Unifying Linear-Time Attention via Latent Probabilistic Modelling
Rares Dolga, Lucas Maystre, Marius Cobzarenco, David Barber
TL;DR
Quadratic attention limits hinder long-sequence modelling; this paper reinterprets linear attention through probabilistic graphical models, revealing an undirected latent-variable view and introducing a directed Latte parameterisation. It then presents Latte-Macchiato, a hybrid Latent global plus local attention with full normalization, plus a recurrent formulation of queries and keys to avoid relative positional encodings. The approach yields competitive language modelling performance with existing linear variants and enables efficient extension of pre-trained models to longer contexts. Empirical results on synthetic tasks and LRA show favorable trade-offs between accuracy and speed, supporting practicality for long-context NLP.
Abstract
Transformers have achieved state-of-the-art results across a range of domains, but their quadratic attention mechanism poses significant challenges for long-sequence modelling. Recent efforts to design linear-time attention mechanisms have yielded more scalable alternatives, yet often at the cost of performance, particularly on discrete data such as language.

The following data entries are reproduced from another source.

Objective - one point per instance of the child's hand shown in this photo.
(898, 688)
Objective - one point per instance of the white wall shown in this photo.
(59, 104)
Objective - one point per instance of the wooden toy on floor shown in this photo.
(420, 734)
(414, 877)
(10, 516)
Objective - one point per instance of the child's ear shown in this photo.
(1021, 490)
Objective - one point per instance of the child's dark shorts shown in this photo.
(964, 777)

In this work, we revisit linear attention through the lens of probabilistic graphical models. We first show that standard linear attention can be interpreted as an undirected latent variable model, revealing a key limitation: the absence of directionality. To address this, we propose a novel directed parameterisation of linear attention that introduces an asymmetric structure, enabling an interpretation aligned with the causal and sequential nature of language. Our formulation integrates global latent-variable attention with local standard attention in a fully probabilistic framework. Additionally, we introduce a recurrent parameterisation of queries and keys that avoids reliance on relative positional encodings, often incompatible with linear attention. Experiments on language modelling benchmarks demonstrate that our model achieves competitive performance with standard attention and outperforms existing linear attention variants.